This week prices fell on Chinese demand concerns, dominos started to fall as the Russian aggression in Ukraine continues, Putin warned of new method of export pricing, and Biden plans another strategic petroleum release. On Monday it was reported that Shanghai, China’s financial hub, initiated a new lockdown in two stages due to COVID-19. With the government closing tunnels and bridges and restricting highway traffic, over 26 million people are affected by the lockdown. With China being the world’s second-largest economy, the lockdown has inspired fear for consumption, negatively impacting commodity prices. The lockdown will be in effect for at least nine days. Many citizens of Shanghai have now begun to stockpile food, fuel, and other living necessities with the fear that this lockdown may just be a glimpse of what is to come if the situation worsens.
Dominos started to fall this week as Russian aggression continued in the east. While the United States and other western countries are struggling to keep pace with demand, Kazakhstan crude production has been declining in recent days, which could spell out problems for the East going forward. With Kazakhstan set to lose around a fifth of their oil production this month from the pipeline damage, coupled with Russian oil sanctions impacting fuel supply and demand, the future does not look promising. Russian peace talks later in the week did not prove to hold any substantial value as major bombings of cities around Kyiv continued and the death toll rises.
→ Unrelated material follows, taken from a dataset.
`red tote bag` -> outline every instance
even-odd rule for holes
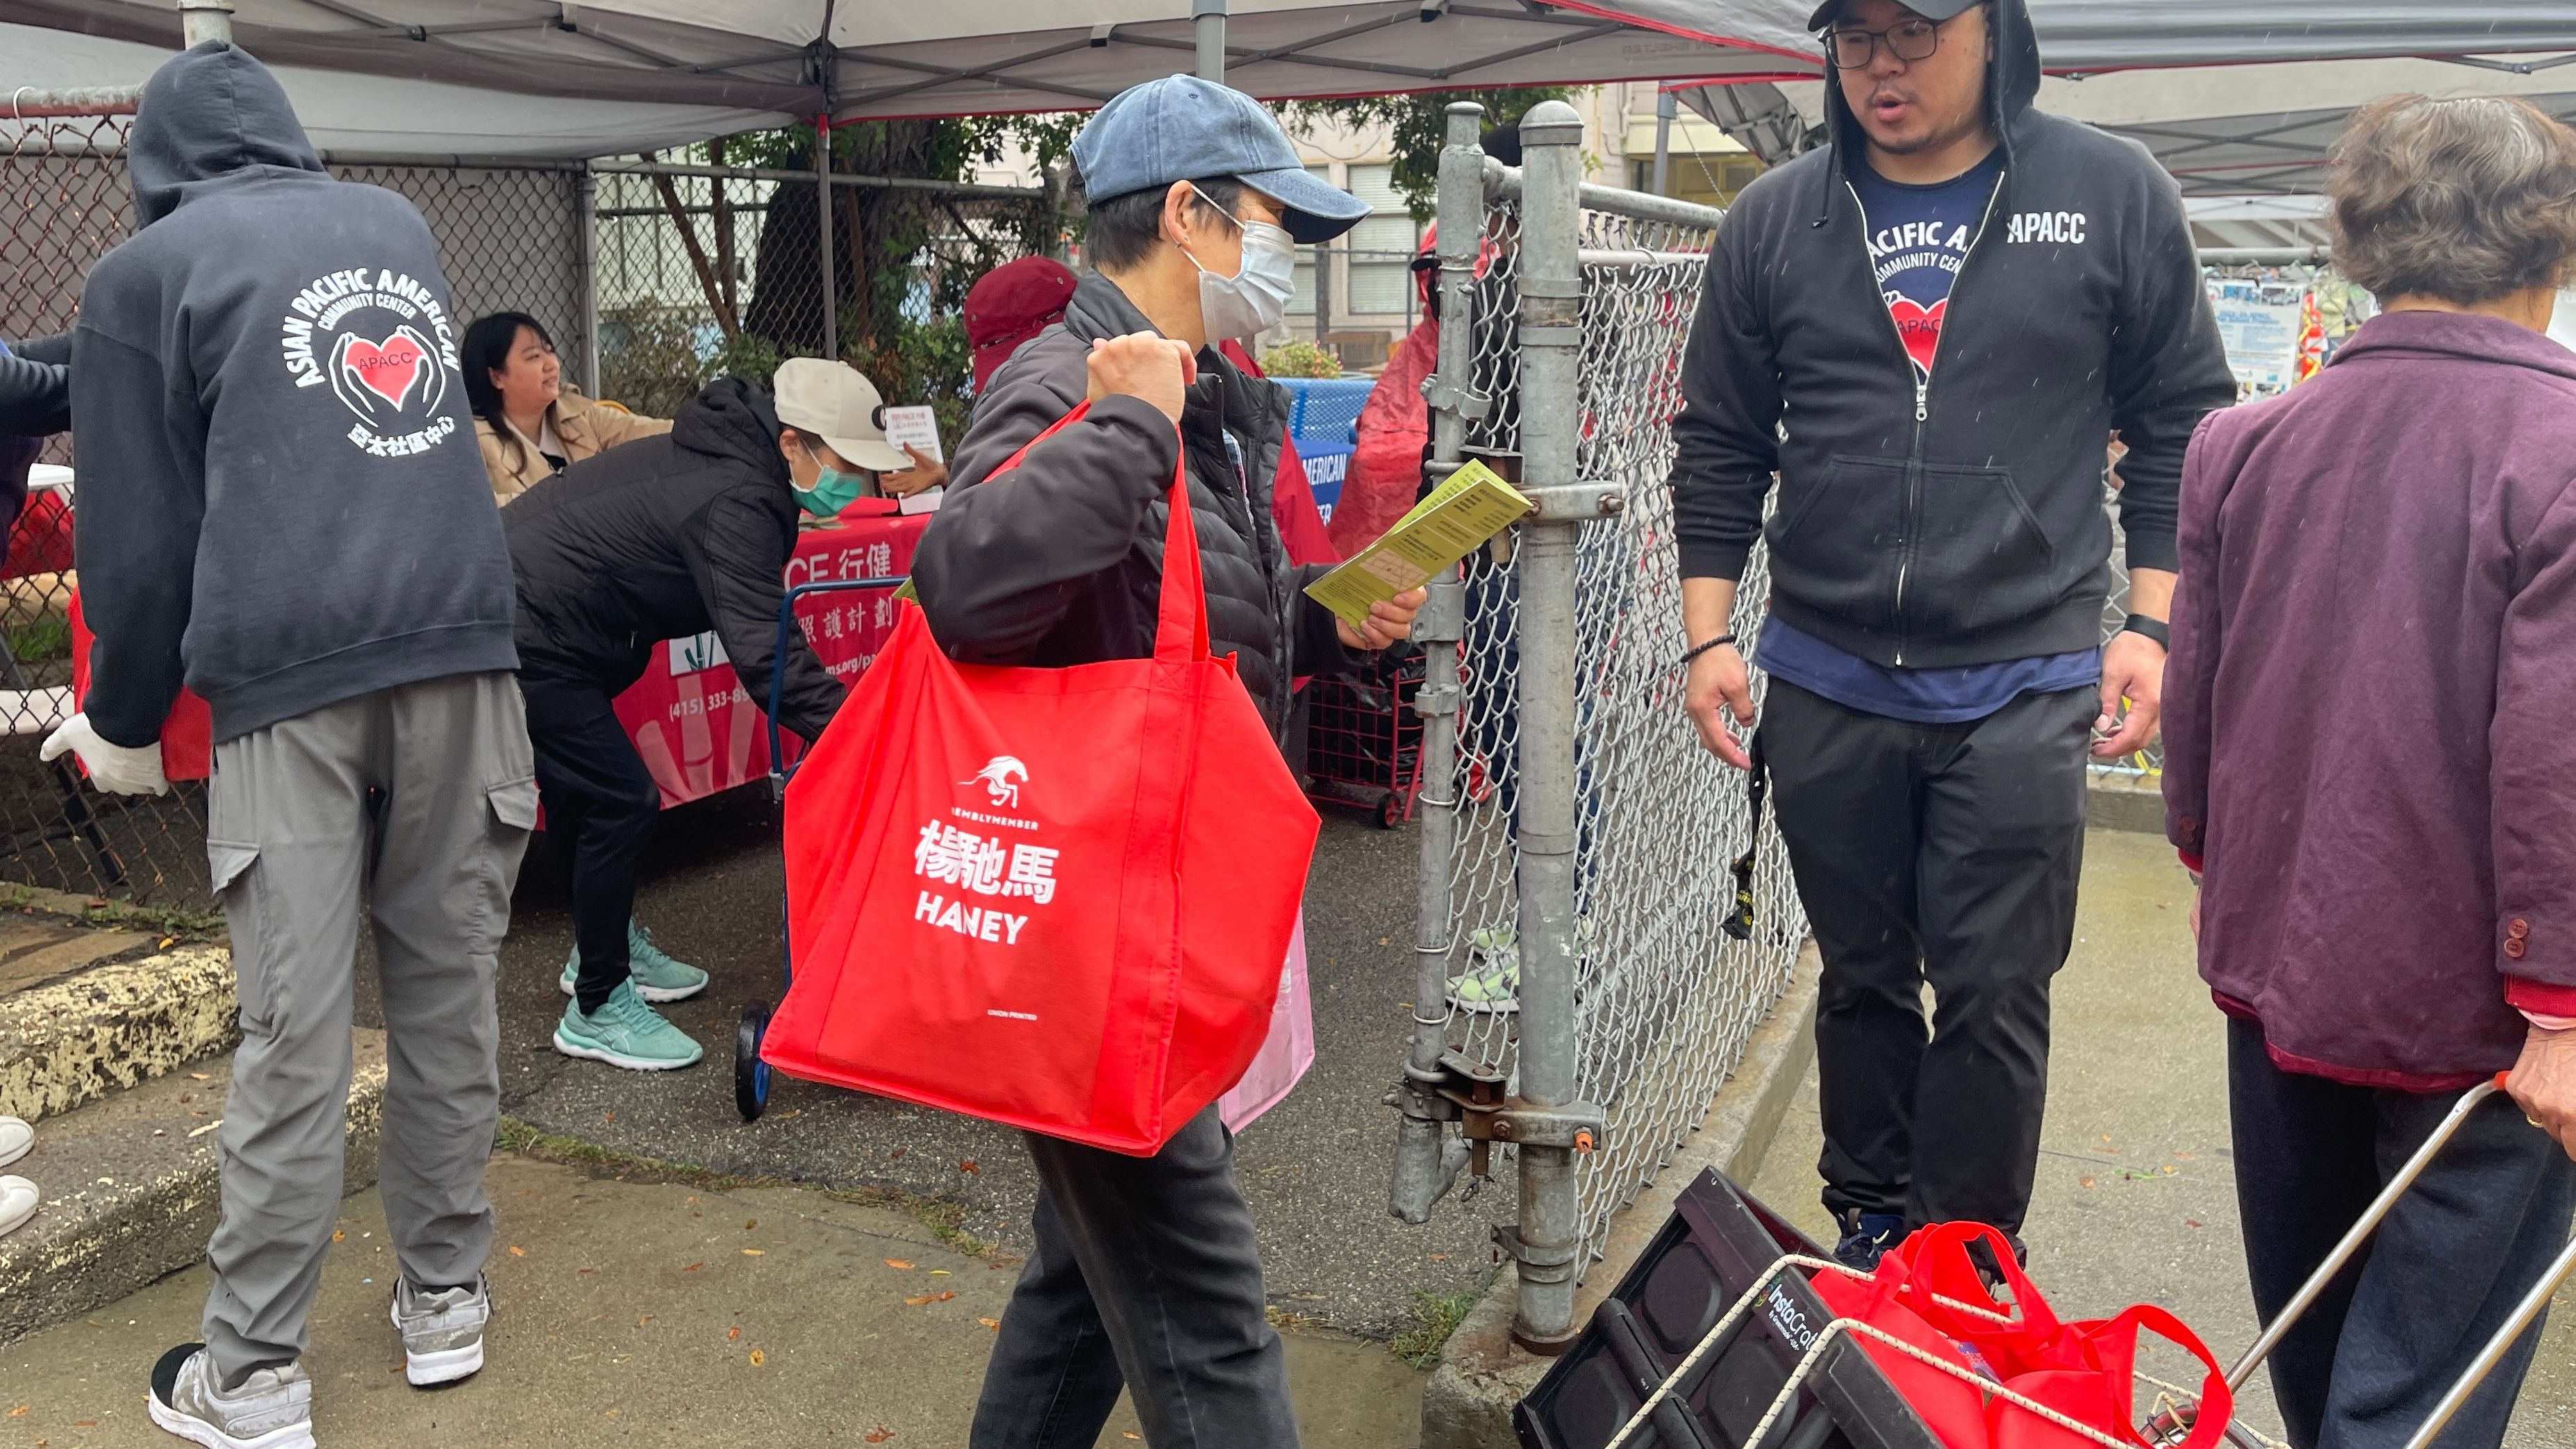
[[[787,789],[770,1066],[1146,1156],[1251,1064],[1321,822],[1169,496],[1151,658],[958,664],[903,607]]]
In an attempt to make business painful for the West, Vladimir Putin has warned that all oil and gas exports going forward could be priced in rubles. On March 23, Putin announced that all gas exports to “unfriendly countries” must be purchased in rubles, but he has now threatened to extend that decision to include all energy and commodity exports after his top law makers urged him to do so. By forcing countries to purchase rubles to buy gas, the move supports Russia’s cratering currency and will slightly reduce the pain of western sanctions. As of now, it’s unclear how western institutions will acquire the rubles, adding complexity to supply chains.
Lastly, this week Biden announced a plan for helping curb rising prices by initiating another strategic petroleum release from the U.S. stockpile. Biden confirmed a release of 1 million barrels per day in the coming months. Goldman Sachs noted yesterday that the release would be big enough to help move prices a bit, but won’t fix the structural challenges facing oil markets. Put another way, the release is a welcome short-term fix, but it won’t fix the long-term problem of underinvestment in oil exploration. Biden’s new plan, which will last up to six months, could total up to 180 million barrels – the largest strategic reserves release since its creation in the 1970s.
Prices in Review
WTI Crude opened the week at $112.92. Prices were volatile this week, having some spikes but retreating mostly. Crude opened Friday at $101.23, a decrease of $11.69 from Monday.
Diesel opened the week at $4.0710. Diesel was similar to crude, decreasing throughout the week. Today diesel opened at $3.3700, a decrease of $0.701 from Monday due to the expiration of the volatile April futures contract. As of today, prices will begin reflecting futures contracts representing May deliveries, and markets are hoping for calmer waters in the future.
Gasoline opened the week at $3.4740. Prices started the week high before lowering steadily. Gasoline opened today at $3.1595, a decrease of $0.3145 from Monday’s opening price.